Even if they do get a budget for a new professor, there’s no guarantee it will be for the area most in need.

Chaubey says that when resources are limited, he’s told to determine departmental priorities and allocate more to those areas.

“You’re expected to say, ‘Well, mathematics isn’t important, only actuarial mathematics is important, because they’re getting jobs,’” he said. “How can you say that? But that’s what the direction right now is.”

Accreditation

This struggle to prioritize becomes even more important for departments going after accreditation.

Canadian universities are somewhat unique in the sense that accreditation is granted to individual fields rather than institutions as a whole. Organizations such as the Canadian Engineering Accreditation Board evaluate the program and provide accreditation to those that meet their standards.

For universities, this doesn’t just mean a jump in reputation—although that helps. It also means that students may be exempt from certain professional exams needed to work in the industry.

“Accreditation is proving to society that you’re doing something right,” Chaubey said. “But if some department doesn’t have that accreditation, it’s not clear that they are at a real disadvantage.

From some faculties, however, this reality provides the opportunity to experiment with new models of learning.

At least that’s how Deborah Dysart-Gale, chair of the Centre for Engineering in Society, feels.

Still in its infant stages, the department was formed to address changes in the accreditation system. The CEAB is rolling out a new model that focuses more on social skills that complement traditional technical abilities.

So Concordia piloted the Centre for Engineering in Society department. For now, it’s a complementary program. Students can’t major in it, but everyone in the faculty must fulfill requirements within it.

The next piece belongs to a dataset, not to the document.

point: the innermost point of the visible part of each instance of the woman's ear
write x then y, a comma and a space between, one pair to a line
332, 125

“We want to do things that are going to help engineers be leaders and be citizens,” Dysart-Gale said. “So many of the problems we’re going to face in the future are going to be technological in nature. We’re going to need engineers’ technological expertise to address those.”

Other universities, she added, usually farm these courses out, requiring their students take certain classes in other departments such as Sociology, or English.

Concordia used to do the same thing, but according to Dysart-Gale, that just doesn’t make sense. She gave the example of asking engineering students to write an essay about what they would buy if they won the lottery.

“They would just go into tears,” she said. “They asked where they got the money; were there taxes involved, because that’s how they think. They have a different kind of imagination, a different kind of creativity.”

Dysart-Gale is hoping the department will expand in the future, perhaps even offering a certificate for students interested in applying engineering skills with an eye towards improving society. A certificate, she said, that would be within Concordia’s central mandate.

“Concordia was always rooted in the community, it was to make the community better,” she said. “At the heart of [the Centre for Engineering in Society], it’s really about taking this knowledge and mobilizing it within the community.”

She feels that this department teaches a fundamental core that doesn’t need to be limited to engineering.

“Design classes should be talking about these things and the programming classes should be talking about these things. What’s the greater impact? Does this help society? Is it good?” she said. “Just because we can do it, should we?”

She added that it’s the kind of future dialogue she imagines Shepard will engage in. She’s optimistic that he’ll help push it through.

Chaubey believes in Shepard too, but says any meaningful reform requires more than a change in president. It’ll require a change in the university’s top-down culture.

“People at the lower level,” he said, “Department chairs, departmental committees—should be given a better ear by the administrators than they get.”